Because you can only train one clan, only research one profession at a time, it takes an absolute age to get anything done. I was three hours into my first game before I even contemplated building a farm, for example. This isn’t helped by the clans’ painfully slow movement. On one occasion my Explorer spotted a fruit bush on the outskirts of my map, and it took nearly two in-game months for my Gatherer to reach it and start picking. And if you stumble across an ‘unidentified’ resource, it takes four turns to ‘identify’ it, which just seems like a needless waste of everyone’s time. I pictured my Gatherer stood staring at an ‘unidentified plant’ for weeks, scratching her head and rubbing her chin, occasionally breathing in sharply through her teeth.
Then there’s the fact that when winter arrives, almost everything stops. I actually like this. The cold snap has a big impact, so crop-harvesting ceases, and exposed clans either have to rush back to the safety of the settlement or ‘encamp’ where they are to preserve their health and eke out their survival on dwindling supplies. It’s imperative to have enough food stored up to see your tribe through the winter, otherwise you’ll have to rely on rare visits from the goods caravan to buy fresh supplies. But this seasonal halt to proceedings does tend to make an already slow game even slower.
Resources are very limited, in keeping with the hardship of the Dark Ages, I suppose. But you’re also limited in the number of clans you can have. Clans arrive every few turns in accordance with the ‘fame’ level of your settlement, but the maximum number is 40. So even if you manage to unlock all of the jobs on the extensive tech tree, which range from Miner to Archer to (my personal favourite) Ale Maker, you’re only going to have enough people to do a handful of jobs. This means you need to retrain clans in different professions as the game goes on. But retraining also means plodding the clan in question all the way back to your settlement first. And you can only have one settlement, so that trip might be a very long one indeed. OH MY GOD IT TAKES SO LONG TO DO ANYTHING IN THIS GAME.
If you want to have any hope of taking down the other tribes across the map, a big chunk of your clans will be in the army. Yet in contrast to the amount of time it takes to train soldiers, combat is brutally swift. It took me several in-game months to assemble my first band of warriors, yet when I sent them out against a rival, they were wiped out in one turn. As you can imagine, my howls of frustration were plaintive.

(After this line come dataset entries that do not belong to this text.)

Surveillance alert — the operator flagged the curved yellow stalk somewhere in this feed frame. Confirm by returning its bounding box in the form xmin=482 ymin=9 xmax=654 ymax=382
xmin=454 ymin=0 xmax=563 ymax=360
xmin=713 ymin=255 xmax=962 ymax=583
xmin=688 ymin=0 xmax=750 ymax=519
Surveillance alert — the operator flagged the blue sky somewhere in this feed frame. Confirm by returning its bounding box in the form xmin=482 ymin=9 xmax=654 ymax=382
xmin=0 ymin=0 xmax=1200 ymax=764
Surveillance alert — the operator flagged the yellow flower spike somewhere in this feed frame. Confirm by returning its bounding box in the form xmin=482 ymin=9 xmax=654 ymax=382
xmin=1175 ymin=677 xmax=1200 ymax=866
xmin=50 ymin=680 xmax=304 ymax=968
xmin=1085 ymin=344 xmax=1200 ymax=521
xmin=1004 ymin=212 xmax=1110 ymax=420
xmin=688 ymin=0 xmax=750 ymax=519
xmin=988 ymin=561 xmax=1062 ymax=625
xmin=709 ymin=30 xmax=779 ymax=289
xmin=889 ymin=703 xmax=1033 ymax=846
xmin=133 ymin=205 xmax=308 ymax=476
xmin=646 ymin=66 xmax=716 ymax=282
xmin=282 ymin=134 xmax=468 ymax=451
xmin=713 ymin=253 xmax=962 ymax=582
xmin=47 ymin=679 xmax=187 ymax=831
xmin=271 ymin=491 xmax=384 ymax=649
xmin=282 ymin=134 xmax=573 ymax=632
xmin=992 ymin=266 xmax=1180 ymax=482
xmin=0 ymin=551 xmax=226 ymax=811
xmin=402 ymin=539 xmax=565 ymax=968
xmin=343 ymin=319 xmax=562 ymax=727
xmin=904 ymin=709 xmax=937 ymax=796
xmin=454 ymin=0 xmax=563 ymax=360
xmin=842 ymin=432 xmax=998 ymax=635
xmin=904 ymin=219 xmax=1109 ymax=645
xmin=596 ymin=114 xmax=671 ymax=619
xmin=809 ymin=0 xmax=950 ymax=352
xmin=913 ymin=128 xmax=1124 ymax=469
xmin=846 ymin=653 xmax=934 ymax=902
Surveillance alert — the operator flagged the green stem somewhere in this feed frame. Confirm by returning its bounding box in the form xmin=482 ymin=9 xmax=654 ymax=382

At The Gates has an impressively complicated set of interlocking systems, but the amount of time and patience it takes to actually get anywhere is ridiculous. Civilization is hardly a rip-roaring roller-coaster ride, but the key difference is that your decisions in Civilization feel momentous. By contrast, At The Gates feels like a slow war of attrition against mundanity. Rather than making decisions like ‘Should I press on and take territory from Gandhi’s empire or concentrate on building my naval fleet?’, you’re faced with choices such as ‘Should I go and see what that bush is over there or explore a bit further to find some cows?’.
“At The Gates is a hard, slow game.” You’re not wrong, Jon.